Attorney called back with another inquiry. I listened, then asked “was it more than $1,000?”

Most likely, Attorney called to discuss:

  • A.   A client who brought a personal check to a real estate closing.  See, Rule 1.15(f) and (g).  Rule 1.15(f) requires a lawyer to have collected funds prior to disbursing from trust.  Rule 1.15(g) sets out instruments against which a lawyer may disburse upon deposit; in other words, instruments that we will presume to constitute collected funds upon deposit. Per Rule 1.15(g)(4) personal checks that do not exceed $1000 are among those instruments.  In this answer, “real estate closing” was a clue.  Buyers often bring personal checks to closings to cover any unforeseen costs. The rule, however, applies beyond closings, to any trust account transaction involving a personal check.
  • B.   Attorney’s deposit of Attorney’s own funds into a  trust account
    • This is not correct. Rule 1.15(d) allows an attorney to deposit an attorney’s own funds into trust, but only in amount necessary to cover bank charges and fees.  There is no $1,00o limit. In fact, for many of you, $1000 would far exceed charges and fees and, therefore, would serve as an impermissible “float.”
  • C.   Funds in Attorney’s trust account that belong to a client Attorney can’t locate
  • D.   Funds in Attorney’s trust account for whom Attorney cannot determine the      owner
    • C & D are incorrect. An attorney’s obligations with respect to unexplained trust funds are not impacted by the amount.

Question 4

Over the past few weeks, attorney regulators and legal ethics types throughout the country have turned their attention Congress.  The reason? Earlier this month, the Chair of the House Judiciary Committee wrote to the ABA and attorney regulators in all 50 states urging them to take action on:

  • A.   Vacancies on the Federal Bench
  • B.    Attorney Advertising Related to Lawsuits involving Pharmaceuticals.  See, Bloomberg BNA has the story HERE.
  • C.    Licensing Paralegals
  • D.   Bar Admission Rules that Impede Trade

Question 5

This week’s Question 5 is inspired by a conversation I had a few days ago with a loyal reader .  The reader followed-up by emailing me a YouTube clip.

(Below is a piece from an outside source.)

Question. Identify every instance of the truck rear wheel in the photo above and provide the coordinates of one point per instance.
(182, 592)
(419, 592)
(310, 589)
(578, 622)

Hint: if a question includes “the reader follow-up by emailing me YouTube clip,” well, that’s a hint.

Fictional lawyer spent a week at a fictional trial advocacy school.  The group of lawyers on staff at the school constantly preached “no matter the case, strike first, strike hard, no mercy!”

What name have the lawyers on staff at the trial advocacy school likely given to their group?

My readers know 80’s movies!

The staff likely named itself “Cobra Kai” in honor of John Kreese’s Cobra Kai dojo in The Karate Kid.